Would you look at that. Not only does it understand the typical phrasing of a joke, it ties together nice little connotations from the words themselves. This actually got a chuckle out of me, and it is 100% procedurally generated. I could mash this button and get served an endless number of jokes. Actually, before we finish, let’s tidy up and do just that.
def create_jokes(wordplays, n, api_key):
results = pd.DataFrame({'input' : [], 'prompt' : [], 'answer' : []})
openai.api_key = api_key
for i in range(n):
words = wordplays[random.choice(list(wordplays.keys()))]
input_word = ''.join(words[0:2]) + ' ' + words[2] + ' and ' + words[0] + ' ' + ''.join(words[1:3])
prompt = f"Write a joke containing the words '{input_word}'"
result = openai.Completion.create(
engine="text-davinci-002",
prompt=prompt,
max_tokens=60,
temperature = 0.3,
n = 1
)
answer = [input_word, prompt, result.to_dict()['choices'][0]['text']]
results.loc[len(results)] = answer
return results
create_jokes(eng_gen.wordplays, 10, "an_api_key")
Let’s see what it has in store for us.
Why did the cables sons take cab lessons? So they could get a job as a taxi driver!
I was going to use a cleanser rated and clean serrated knife to make dinner, but then I realized that would be overkill.
What do you call a bagger who's also a manic German? A Bagger Manic Germanic!
What do you call a superintendent who's good at enticement? A superintend-ice-nt!
These are surprisingly not bad. Granted, I had to hit the button a few times to get a respectable set of jokes, but nonetheless these all came without any single human twisting and turning words. Feel free to try out the colab yourself and see what you come up with.
Closing words
All in all, this went much better than I initially expected. I set out to create a nice dictionary of word pairs to fuel my own imagination. With some clever data structures we now have an endless supply of those in any language we want to. Plugging these to off-the-shelf NLP models yielded surprisingly good results. Are any comedians going out of business because of this AI? Probably not. But I could easily see a niche tour consisting of a joke-writing robot and a speech synthesiser co-performing on a stage. Or books filled with jokes generated procedurally. These types of programs could help writers, comedians or screenwriters to overcome white paper syndrome, or just serve as an introduction into how robots can achieve surprisingly lifelike results.

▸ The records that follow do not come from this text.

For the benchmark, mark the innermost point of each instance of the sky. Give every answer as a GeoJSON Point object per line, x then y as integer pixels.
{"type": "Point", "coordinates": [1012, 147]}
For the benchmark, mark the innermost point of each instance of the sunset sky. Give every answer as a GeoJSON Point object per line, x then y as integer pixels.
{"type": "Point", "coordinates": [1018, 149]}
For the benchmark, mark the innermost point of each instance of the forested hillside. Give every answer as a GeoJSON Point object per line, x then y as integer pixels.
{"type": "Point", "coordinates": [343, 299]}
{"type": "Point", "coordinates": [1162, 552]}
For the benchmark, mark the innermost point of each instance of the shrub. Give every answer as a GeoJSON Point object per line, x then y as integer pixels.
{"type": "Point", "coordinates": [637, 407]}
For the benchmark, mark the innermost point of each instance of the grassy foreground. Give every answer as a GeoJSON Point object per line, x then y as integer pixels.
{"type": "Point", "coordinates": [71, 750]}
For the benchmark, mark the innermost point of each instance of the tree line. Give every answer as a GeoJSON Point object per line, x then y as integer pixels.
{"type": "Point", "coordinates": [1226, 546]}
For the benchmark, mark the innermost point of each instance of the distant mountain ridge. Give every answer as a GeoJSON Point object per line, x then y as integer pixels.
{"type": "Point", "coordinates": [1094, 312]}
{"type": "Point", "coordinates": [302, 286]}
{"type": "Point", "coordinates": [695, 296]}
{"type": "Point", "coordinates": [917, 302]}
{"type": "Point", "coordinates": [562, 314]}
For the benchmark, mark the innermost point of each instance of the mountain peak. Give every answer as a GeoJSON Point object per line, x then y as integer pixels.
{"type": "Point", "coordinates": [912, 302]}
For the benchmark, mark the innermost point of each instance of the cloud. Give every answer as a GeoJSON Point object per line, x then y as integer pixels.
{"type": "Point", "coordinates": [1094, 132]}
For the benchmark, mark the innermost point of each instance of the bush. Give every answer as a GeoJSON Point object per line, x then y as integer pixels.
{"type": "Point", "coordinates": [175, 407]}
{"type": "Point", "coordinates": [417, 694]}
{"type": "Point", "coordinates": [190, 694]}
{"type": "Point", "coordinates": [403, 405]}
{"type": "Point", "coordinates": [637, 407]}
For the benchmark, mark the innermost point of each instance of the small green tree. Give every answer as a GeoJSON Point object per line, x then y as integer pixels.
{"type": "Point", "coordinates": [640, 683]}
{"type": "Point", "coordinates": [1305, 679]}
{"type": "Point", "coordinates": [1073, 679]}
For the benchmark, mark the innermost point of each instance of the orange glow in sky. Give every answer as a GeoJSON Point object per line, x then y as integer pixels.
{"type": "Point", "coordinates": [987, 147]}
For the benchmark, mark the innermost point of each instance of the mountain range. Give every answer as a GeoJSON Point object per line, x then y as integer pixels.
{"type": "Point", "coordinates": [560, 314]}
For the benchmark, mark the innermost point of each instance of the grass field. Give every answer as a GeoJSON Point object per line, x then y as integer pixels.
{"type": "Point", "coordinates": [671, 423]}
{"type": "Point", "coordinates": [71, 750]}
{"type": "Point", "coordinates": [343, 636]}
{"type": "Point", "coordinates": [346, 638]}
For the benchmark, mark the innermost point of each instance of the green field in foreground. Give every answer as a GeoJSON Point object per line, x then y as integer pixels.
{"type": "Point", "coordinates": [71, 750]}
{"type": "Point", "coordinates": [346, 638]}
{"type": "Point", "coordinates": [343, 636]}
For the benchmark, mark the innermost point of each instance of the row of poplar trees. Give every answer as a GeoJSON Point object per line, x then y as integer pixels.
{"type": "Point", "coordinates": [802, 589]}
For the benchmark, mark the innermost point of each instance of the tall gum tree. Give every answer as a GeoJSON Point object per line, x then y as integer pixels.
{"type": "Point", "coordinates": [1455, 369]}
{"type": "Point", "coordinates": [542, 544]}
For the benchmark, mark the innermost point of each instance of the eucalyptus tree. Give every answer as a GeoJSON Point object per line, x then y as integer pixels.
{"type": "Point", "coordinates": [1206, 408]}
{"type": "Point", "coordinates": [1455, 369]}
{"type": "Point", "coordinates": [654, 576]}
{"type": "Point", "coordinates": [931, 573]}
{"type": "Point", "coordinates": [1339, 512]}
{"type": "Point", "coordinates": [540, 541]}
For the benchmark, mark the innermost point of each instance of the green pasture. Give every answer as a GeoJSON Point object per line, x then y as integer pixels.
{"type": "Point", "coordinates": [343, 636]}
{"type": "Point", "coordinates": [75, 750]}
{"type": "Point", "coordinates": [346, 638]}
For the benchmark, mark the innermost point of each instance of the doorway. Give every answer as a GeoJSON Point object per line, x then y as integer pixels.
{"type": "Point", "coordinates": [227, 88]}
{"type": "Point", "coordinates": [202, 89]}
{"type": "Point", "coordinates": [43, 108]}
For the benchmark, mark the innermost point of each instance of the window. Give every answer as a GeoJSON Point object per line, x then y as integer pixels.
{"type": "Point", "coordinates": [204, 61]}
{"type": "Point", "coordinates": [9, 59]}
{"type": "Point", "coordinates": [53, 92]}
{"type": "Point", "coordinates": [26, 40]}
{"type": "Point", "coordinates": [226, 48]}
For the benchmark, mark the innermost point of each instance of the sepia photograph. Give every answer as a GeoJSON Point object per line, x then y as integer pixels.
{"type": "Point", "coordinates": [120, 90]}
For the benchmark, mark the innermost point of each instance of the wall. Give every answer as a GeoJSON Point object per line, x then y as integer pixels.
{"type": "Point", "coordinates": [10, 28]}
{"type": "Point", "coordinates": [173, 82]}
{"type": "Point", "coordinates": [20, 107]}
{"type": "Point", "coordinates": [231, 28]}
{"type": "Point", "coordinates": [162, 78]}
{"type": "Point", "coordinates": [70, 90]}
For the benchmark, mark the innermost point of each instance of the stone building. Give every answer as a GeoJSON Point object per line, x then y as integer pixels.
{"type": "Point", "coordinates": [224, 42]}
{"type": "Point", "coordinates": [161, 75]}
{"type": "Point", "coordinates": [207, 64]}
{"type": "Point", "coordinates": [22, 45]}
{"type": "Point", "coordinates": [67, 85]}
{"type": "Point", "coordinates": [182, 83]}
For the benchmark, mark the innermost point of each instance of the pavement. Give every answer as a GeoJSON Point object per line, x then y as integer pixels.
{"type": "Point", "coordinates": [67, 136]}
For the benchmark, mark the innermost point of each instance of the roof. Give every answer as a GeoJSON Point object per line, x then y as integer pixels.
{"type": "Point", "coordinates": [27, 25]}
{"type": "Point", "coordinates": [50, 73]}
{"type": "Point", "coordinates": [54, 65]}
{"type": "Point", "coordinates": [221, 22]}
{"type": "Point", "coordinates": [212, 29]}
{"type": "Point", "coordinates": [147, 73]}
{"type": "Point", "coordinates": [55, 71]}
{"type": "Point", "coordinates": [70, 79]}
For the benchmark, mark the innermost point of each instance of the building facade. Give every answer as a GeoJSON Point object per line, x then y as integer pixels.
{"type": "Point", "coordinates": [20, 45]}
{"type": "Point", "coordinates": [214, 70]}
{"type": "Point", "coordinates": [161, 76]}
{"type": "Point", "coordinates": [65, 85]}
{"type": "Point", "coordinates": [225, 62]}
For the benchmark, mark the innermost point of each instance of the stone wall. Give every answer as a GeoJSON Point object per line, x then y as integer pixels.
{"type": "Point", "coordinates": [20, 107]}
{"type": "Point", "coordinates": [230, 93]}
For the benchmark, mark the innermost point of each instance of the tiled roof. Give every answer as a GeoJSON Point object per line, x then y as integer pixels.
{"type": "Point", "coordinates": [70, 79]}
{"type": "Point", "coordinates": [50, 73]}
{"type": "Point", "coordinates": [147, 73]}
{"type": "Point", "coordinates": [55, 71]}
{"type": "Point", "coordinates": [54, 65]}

Humor is one of the defining traits of being human. It would be hard to argue that machines feel emotions, either sadness, joy or indeed laughter. A few days ago I would have imagined they lacked the contextual awareness to create clever wordplays and twist language onto new meanings. This little experiment has been a fun little exercise, but a surprisingly deep delve into what being human is in the end. Watching a robot write understandable and at times even clever humorous prose feels like breaking a wall I did not know existed. It does feel more like co-working with a computer than simply instructing it on what to do.